= Elzy Burroughs =

Elzy Burroughs (1771/77-1825) was an American stonemason, engineer, lighthouse builder and keeper.

Elzy Burroughs was born and raised in Stafford County, Virginia. Elzy Burroughs' family leased and operated a sandstone quarry in the Aquia Creek area of Stafford County. Known as Aquia sandstone, material from quarries in this area was utilized in the construction of Mount Vernon, the United States Capitol building, the White House, and the first lighthouse constructed at Cape Henry in Princess Anne County, Virginia, at the mouth of the Chesapeake Bay.
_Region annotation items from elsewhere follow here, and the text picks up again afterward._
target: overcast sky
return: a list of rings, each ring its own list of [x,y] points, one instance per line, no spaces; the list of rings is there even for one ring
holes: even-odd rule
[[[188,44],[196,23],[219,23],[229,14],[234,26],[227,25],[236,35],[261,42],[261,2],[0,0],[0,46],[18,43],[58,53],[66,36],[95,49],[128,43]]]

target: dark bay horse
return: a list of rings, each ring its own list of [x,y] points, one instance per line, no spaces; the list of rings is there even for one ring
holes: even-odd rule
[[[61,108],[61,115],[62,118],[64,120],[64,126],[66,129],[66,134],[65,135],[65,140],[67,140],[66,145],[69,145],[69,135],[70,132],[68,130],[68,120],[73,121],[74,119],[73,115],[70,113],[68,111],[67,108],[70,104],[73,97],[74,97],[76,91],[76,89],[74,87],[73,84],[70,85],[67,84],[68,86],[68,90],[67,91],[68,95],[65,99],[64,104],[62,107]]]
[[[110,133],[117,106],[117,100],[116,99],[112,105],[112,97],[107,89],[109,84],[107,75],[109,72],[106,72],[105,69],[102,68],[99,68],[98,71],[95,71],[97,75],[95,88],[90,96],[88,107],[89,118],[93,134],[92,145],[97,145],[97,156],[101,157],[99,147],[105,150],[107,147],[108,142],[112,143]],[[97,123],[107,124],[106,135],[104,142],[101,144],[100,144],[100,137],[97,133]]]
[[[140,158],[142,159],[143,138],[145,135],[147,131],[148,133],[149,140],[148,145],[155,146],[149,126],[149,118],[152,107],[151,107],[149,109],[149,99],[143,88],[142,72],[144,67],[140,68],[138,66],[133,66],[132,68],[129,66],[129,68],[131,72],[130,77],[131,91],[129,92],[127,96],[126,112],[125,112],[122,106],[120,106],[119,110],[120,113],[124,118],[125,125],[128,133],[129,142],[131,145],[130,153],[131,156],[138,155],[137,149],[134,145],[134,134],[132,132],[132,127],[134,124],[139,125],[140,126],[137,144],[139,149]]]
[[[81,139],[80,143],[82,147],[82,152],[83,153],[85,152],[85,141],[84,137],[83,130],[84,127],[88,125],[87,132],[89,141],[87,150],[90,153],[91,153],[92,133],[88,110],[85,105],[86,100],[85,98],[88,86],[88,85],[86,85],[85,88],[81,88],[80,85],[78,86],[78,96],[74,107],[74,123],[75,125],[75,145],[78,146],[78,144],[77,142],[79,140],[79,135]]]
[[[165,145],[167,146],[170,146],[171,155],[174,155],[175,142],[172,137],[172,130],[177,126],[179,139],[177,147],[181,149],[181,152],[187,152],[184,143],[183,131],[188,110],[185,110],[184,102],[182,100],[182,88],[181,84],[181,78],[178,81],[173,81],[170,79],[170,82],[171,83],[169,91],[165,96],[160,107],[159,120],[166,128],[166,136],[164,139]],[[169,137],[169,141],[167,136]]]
As a child, Elzy would have grown up playing near sandstone quarries. He would have been surrounded by expert stonemasons and by all of the tools, equipment and skills that are necessary to that profession. So it was no surprise when he, too, grew up to join in the mason's craft.

As a young man, Burroughs worked as a mason and builder across the Tidewater Virginia region. He had a young wife, the former Miss Lightburn, also of Stafford County, and a growing family. During his travels he built stone and brick structures, including the county clerks' offices in York and Middlesex Counties. His oldest son, John Jay Burroughs (who later served as Clerk of Court of Princess Anne County), was born during this period in 1798 in Middlesex County, Virginia.

Under contract with the young United States Government under President Thomas Jefferson, Elzy Burroughs built three lighthouses along the Virginia coast, at Old Point Comfort at Fort Monroe in 1802, at Smith Point in Northumberland County around 1803 (moved further inland and rebuilt by Burroughs in 1807), and at New Point Comfort, in Mathews County in 1804. Only the towers at Old Point and New Point have survived until the present, and both of these are known to be constructed from Aquia sandstone, likely from the Burroughs family quarry.

Soon after the construction of the New Point Comfort Light, Burroughs settled in Mathews County with his wife and son John, building a private house for his family on New Point Comfort Island (which he owned). Elzy was also appointed keeper of that lighthouse, where he served officially until 1814. In fact, the subcontractor Elzy had hired to build the new official keeper's house there had failed to properly supervise the firing of bricks for the house, and they were ruined. Since Elzy had paid the subcontractor in advance, he was financially ruined as well. So Elzy agreed to serve as keeper until he could find a way to finish the keeper's house.

In the first decade of the nineteenth century Elzy's family members served as keepers of every Virginia lighthouse but one. Elzy's younger brother William K. Burroughs was appointed the second keeper of the Smith Point Light in 1806, another brother, Travey Burroughs, was appointed keeper at Cape Henry Light, and a few years later Elzy was succeeded as keeper at New Point Comfort Light by his brother-in-law, Robert Lightburn.

Elzy Burroughs is known to have moved to the Norfolk, Virginia area in 1810, before the end of his keeping service, and sold New Point Comfort Island. By this time he is recorded to have been a widower with a large family. His wife apparently died sometime in late 1810 of unknown causes.

During the War of 1812 Elzy was a Captain in command of the 20th Regiment Local Militia in Princess Anne County, and may have served on the staff of Brigadier General Robert Barraud Taylor, who was in charge of military operations in the Hampton Roads area. In connection with his service, family sources have called Burroughs a "hero of the Battle of Craney Island".

Following the War of 1812, Elzy was again contracted by the Federal Government, this time to repair significant damage to all four Virginia lighthouses caused by British troops in the War.

In 1818 Elzy Burroughs constructed a home and farm for his family, which he named "Cedar Grove", on several hundred acres fronting what was then Holland Swamp Road (now Holland Road), near the new Princess Anne Courthouse that had just recently been moved from the Kempsville area. The house still stands today, was renamed "Buyrningwood Farm" after being sold to the Buyrn family in the early 1930s, and is located near the modern Floyd E. Kellam High School.

Later, Elzy's son, John Jay Burroughs, took residence at Cedar Grove and Elzy moved to and lived the rest of his life in a home on Boush Street in downtown Norfolk, running a successful road construction business.

Elzy married his second wife, Ms. Ann Murphy, on December 12, 1820, in Norfolk, but she died less than two years later. Not long after this, on November 8, 1825, Elzy Burroughs himself died at Cedar Grove after a short illness. Elzy's place of burial at Cedar Grove became the Burroughs Family Cemetery, which is now within sight of the modern Virginia Beach Municipal Center.